Digital Publishing
2 mins read

Facebook journalism project is nothing but a PR stunt

Getting your Trinity Audio player ready...

Facebook recently made two significant announcements related to its news media posture. The first one came on January 6th with the hiring of Campbell Brown, a former NBC and CNN anchor, as a news partnerships manager. The second one, on January 11th, was unveiling the Facebook Journalism Project.

Announcing the Facebook Journalism project carried much more weight. As explained in a post by Fidji Simo, Facebook director of product, the project is built on three pillars:
“(1) Collaborative development of news products”, such as new storytelling formats, initiatives for local news and business models, and hackathons
“(2) “Training & Tools for Journalists”
“(3) “Training & Tools for Everyone”, which includes an unspecified set of measures against fake news.

Well. Collaboration, journalists training, tools… Sounds familiar? It is, almost to the word, the Google’s Digital News Initiative mission statement . The DNI was launched two years ago by the search giant and eight European publishers. As a representative for one such publisher, I was closely involved — see my disclosure at the end of this post.

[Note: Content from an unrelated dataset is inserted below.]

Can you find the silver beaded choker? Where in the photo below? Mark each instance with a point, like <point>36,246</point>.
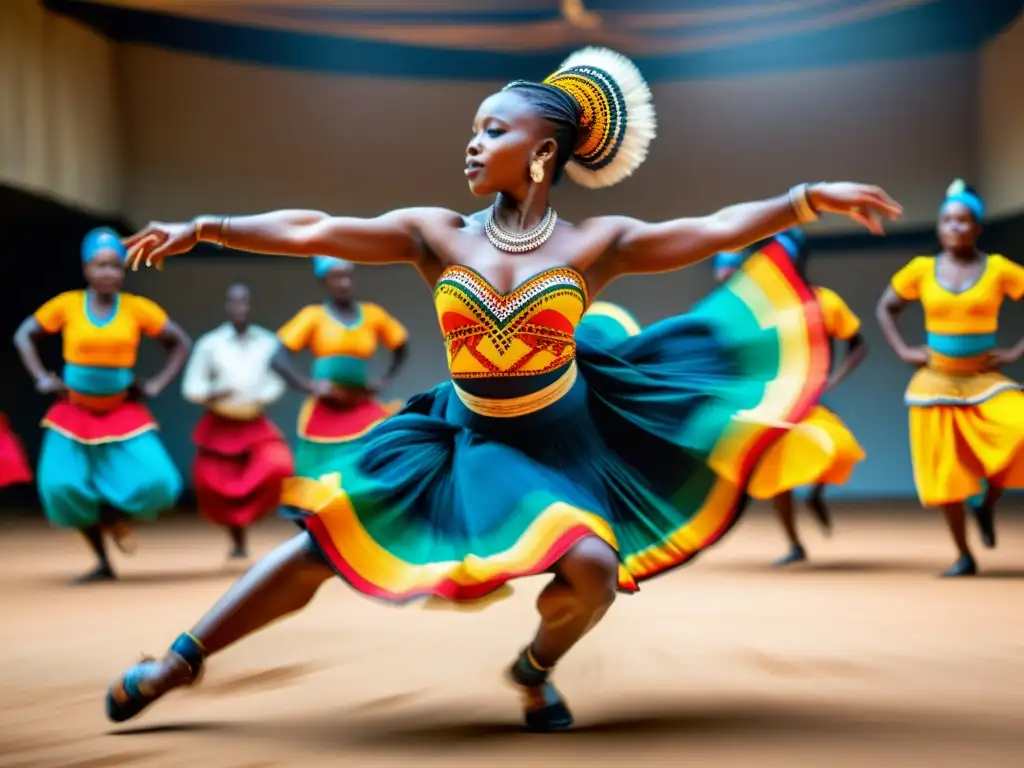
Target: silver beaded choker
<point>522,242</point>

Thanks to the DNI, Google has been able to weave (and sometimes restore) good relationships with many publishers around the world. Obviously, Facebook Journalism project is a response to Google, on both tactical and political (read: geo-political) levels. Facebook mentions a close relationship with several German publishers that have been at odds with Google for quite some time. Axel Springer and others keep feeding the European commission with negative information on Google’s deeds in their field).